The same pattern repeats elsewhere.
India imports large volumes of electronic components while aspiring to become a digital superpower. We speak of AI leadership while depending heavily on imported semiconductor ecosystems. We discuss renewable energy transitions while relying substantially on imported solar modules and critical minerals.
None of this means India lacks capability.
The tragedy is almost the opposite.
India possesses enormous entrepreneurial talent, engineering capability, agricultural depth, demographic strength and market scale. In many sectors, the country could potentially become a major exporter over time if policy execution remained steady, coordinated and politically courageous.
But self-reliance is difficult work.
It requires patient coordination between Delhi, state governments, industry, farmers, financial institutions and citizens.
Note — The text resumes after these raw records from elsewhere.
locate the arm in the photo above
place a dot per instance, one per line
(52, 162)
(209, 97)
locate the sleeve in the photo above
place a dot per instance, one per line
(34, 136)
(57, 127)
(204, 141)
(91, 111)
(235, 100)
It requires difficult land decisions, mining decisions, agricultural reforms, industrial incentives and long-term planning that survives political cycles.
Delhi alone cannot solve this. The RBI alone cannot solve this.
No central institution can permanently protect the Rupee if structural dependencies continue widening underneath the economy.
This requires a much deeper national mobilisation.
State governments must become active participants in reducing external vulnerabilities. Regions must identify strategic sectors where India can build manufacturing depth. Citizens must begin understanding that economic resilience matters as much as visible consumption growth.
Because the next phase of India’s development may not merely depend on how much the country consumes.
It may depend on how much the country can sustainably produce, secure and control.
The world itself is changing rapidly. Nations are increasingly moving away from blind globalisation towards strategic resilience. Countries are securing semiconductor ecosystems, critical minerals, food systems, energy chains and manufacturing capacities.
The global question is no longer merely:
“What is cheapest?”
It is increasingly becoming:
“What is too dangerous to remain dependent on others for?”
India cannot remain outside this transition.
The challenge before the country is therefore not simply economic. It is civilisational.
Can India become a genuinely resilient major power while remaining structurally dependent on imported energy, imported technology, imported electronics and imported strategic materials?
Or must the Republic now move from superficial growth towards deeper national capability?
Perhaps that is what the Rupee has been trying to tell us all along.
Quietly. Patiently. Without ideology.
Every fall in the currency is not merely a market event.
It is a warning signal from the deeper foundations of the economy.
And nations that ignore such signals for too long eventually discover that currencies are often more honest than politics.